Seit 9 Uhr findet im Bundestag die Generalldebatte statt. Diesmal geht es um den Haushalt 2026, in der vorigen Woche war es der Etat 2025. Dabei hatte der Kanzler um Geduld und Unterstützung bei den anstehenden Reformen des Sozialsystems gebeten.

Eröffnet wurde die Generaldebatte an diesem Mittwoch erstmals von AfD-Fraktionschef Tino Chrupalla. Die AfD hat als größte Oppositionsfraktion den Zugriff auf die erste Redezeit. In den ersten beiden Generaldebatten dieser Legislaturperiode ergriff aber Co-Fraktionschefin Alice Weidel zuerst das Wort.

Chrupalla wirft Regierung „Schuldenorgie“ vor

Chrupalla warf der Bundesregierung zum Auftakt Debatte die Fortsetzung einer „Schuldenorgie“ vor. Er verwies dabei auf die geplante Neuverschuldung von rund 174 Milliarden Euro im kommenden Jahr.

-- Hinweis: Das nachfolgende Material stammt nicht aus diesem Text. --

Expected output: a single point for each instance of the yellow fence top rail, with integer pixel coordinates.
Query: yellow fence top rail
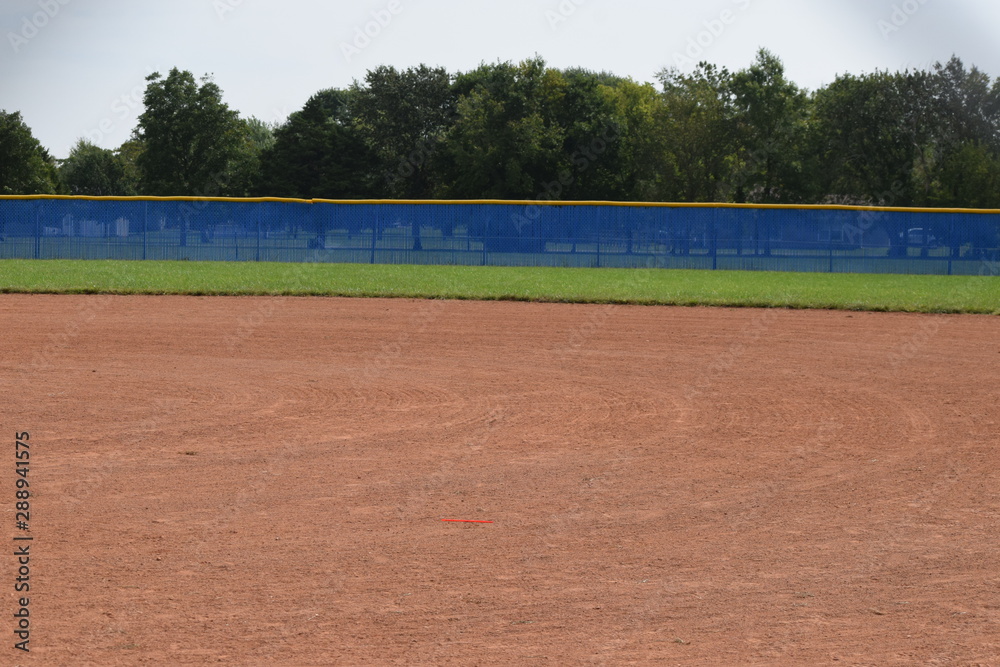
(516, 202)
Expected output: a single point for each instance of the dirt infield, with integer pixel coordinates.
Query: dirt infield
(263, 481)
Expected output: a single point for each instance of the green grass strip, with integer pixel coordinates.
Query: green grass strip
(878, 292)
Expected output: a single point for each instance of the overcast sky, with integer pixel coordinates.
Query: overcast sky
(77, 68)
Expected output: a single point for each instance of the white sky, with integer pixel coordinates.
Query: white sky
(82, 72)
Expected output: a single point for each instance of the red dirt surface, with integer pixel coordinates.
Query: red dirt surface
(263, 481)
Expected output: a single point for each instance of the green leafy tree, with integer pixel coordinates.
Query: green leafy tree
(91, 170)
(403, 116)
(507, 141)
(25, 166)
(246, 171)
(697, 117)
(769, 123)
(318, 154)
(190, 136)
(128, 156)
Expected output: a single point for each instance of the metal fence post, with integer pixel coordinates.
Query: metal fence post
(375, 222)
(38, 230)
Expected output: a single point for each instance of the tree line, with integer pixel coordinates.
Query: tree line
(528, 131)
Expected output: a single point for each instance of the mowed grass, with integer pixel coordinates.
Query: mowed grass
(936, 294)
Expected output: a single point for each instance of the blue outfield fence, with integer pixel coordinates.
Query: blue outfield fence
(838, 239)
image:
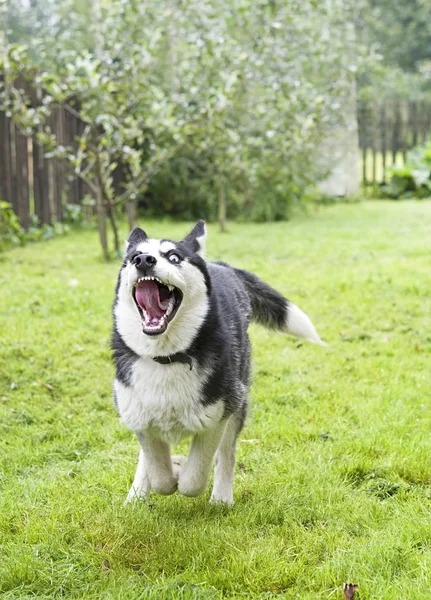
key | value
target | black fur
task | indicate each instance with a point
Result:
(269, 307)
(123, 356)
(222, 345)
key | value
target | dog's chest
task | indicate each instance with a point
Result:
(166, 398)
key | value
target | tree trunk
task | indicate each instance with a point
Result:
(113, 219)
(131, 213)
(221, 204)
(101, 221)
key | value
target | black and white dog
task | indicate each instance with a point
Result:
(182, 358)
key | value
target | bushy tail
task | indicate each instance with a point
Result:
(272, 310)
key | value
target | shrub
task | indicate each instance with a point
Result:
(413, 180)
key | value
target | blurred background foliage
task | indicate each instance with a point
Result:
(212, 110)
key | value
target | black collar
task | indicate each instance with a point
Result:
(177, 357)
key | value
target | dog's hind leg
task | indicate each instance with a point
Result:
(141, 485)
(196, 471)
(225, 463)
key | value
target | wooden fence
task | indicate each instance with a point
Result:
(33, 184)
(387, 130)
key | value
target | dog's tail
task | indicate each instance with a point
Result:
(271, 309)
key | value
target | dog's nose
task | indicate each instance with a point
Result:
(144, 260)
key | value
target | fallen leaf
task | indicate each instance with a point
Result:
(349, 590)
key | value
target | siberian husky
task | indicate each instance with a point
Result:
(182, 357)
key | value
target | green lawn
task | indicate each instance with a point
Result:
(333, 480)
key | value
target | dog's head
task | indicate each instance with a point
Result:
(163, 290)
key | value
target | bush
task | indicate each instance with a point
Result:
(413, 180)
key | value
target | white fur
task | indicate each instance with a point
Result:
(300, 325)
(165, 398)
(195, 473)
(225, 464)
(191, 313)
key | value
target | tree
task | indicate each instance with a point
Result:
(242, 92)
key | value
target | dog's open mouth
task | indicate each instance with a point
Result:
(157, 303)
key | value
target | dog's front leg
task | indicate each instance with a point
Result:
(196, 471)
(141, 485)
(158, 464)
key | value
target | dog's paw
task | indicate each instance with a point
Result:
(178, 461)
(137, 493)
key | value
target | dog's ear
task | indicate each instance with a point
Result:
(136, 236)
(195, 240)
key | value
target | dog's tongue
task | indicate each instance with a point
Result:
(147, 296)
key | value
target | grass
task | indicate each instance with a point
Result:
(337, 483)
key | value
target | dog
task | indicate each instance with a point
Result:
(182, 358)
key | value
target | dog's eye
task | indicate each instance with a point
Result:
(174, 258)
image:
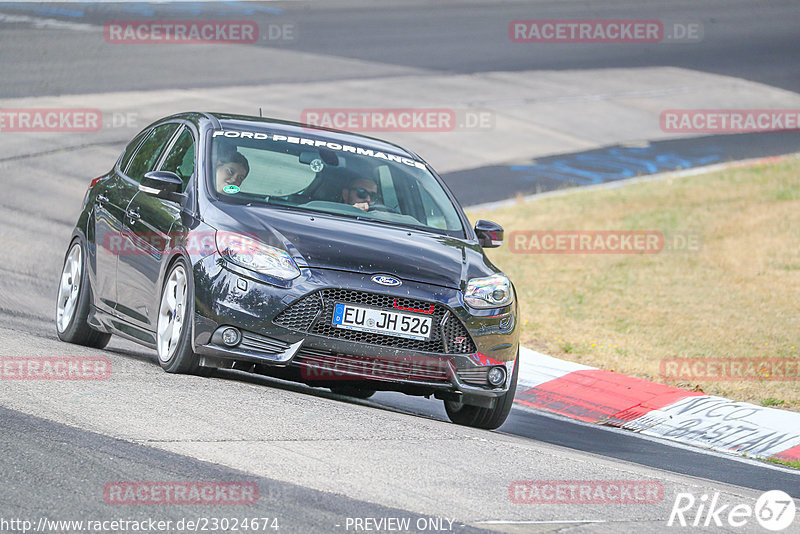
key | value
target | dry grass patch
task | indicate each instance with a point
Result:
(737, 297)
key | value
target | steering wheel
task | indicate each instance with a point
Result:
(382, 207)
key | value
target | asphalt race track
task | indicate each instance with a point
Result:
(320, 461)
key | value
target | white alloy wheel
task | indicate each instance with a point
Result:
(69, 289)
(172, 313)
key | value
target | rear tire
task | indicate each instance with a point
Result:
(174, 328)
(352, 391)
(73, 301)
(486, 418)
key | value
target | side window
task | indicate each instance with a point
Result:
(130, 149)
(148, 153)
(180, 159)
(433, 213)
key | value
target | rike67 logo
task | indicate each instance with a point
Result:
(774, 511)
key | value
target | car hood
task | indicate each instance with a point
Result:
(330, 242)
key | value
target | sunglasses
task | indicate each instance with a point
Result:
(363, 193)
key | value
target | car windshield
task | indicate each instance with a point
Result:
(314, 174)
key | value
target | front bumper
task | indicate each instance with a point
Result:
(309, 352)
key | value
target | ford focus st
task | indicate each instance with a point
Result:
(312, 255)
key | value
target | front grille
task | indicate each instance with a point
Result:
(325, 366)
(313, 314)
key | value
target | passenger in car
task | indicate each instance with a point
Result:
(360, 192)
(231, 169)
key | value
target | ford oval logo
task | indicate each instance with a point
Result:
(386, 280)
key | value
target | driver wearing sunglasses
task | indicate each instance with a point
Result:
(360, 192)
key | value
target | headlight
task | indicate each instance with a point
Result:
(488, 292)
(251, 254)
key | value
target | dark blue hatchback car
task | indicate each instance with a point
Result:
(313, 255)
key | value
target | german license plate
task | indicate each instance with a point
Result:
(391, 323)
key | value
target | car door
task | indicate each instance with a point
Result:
(149, 223)
(112, 199)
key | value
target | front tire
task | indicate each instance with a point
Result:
(173, 335)
(73, 301)
(486, 418)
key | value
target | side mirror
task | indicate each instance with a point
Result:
(490, 234)
(163, 184)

„Ihnen fehlt ständig Geld. Sie verprassen schon heute rücksichtslos das Kapital der zukünftigen Generation“, sagte er mit Blick auf die Schuldenaufnahme der Regierung.

AfD-Chef Tino Chrupalla eröffnete die Generaldebatte.

© IMAGO/dts Nachrichtenagentur/IMAGO/dts Nachrichtenagentur

Chrupalla kritisiert zudem hohe Energiepreise, die Steuer- und Abgabenbelastung und Ausgaben für Klimaschutz oder Bürgergeld. „Wem fast die Hälfte dieses Geldes zugutekommt und wem nicht, thematisieren wir hier fast jede Plenarwoche und Sie gehen darüber mittlerweile einfach hinweg.“ Kosten für Migration seien in erster Linie Kosten für den Sozialstaat.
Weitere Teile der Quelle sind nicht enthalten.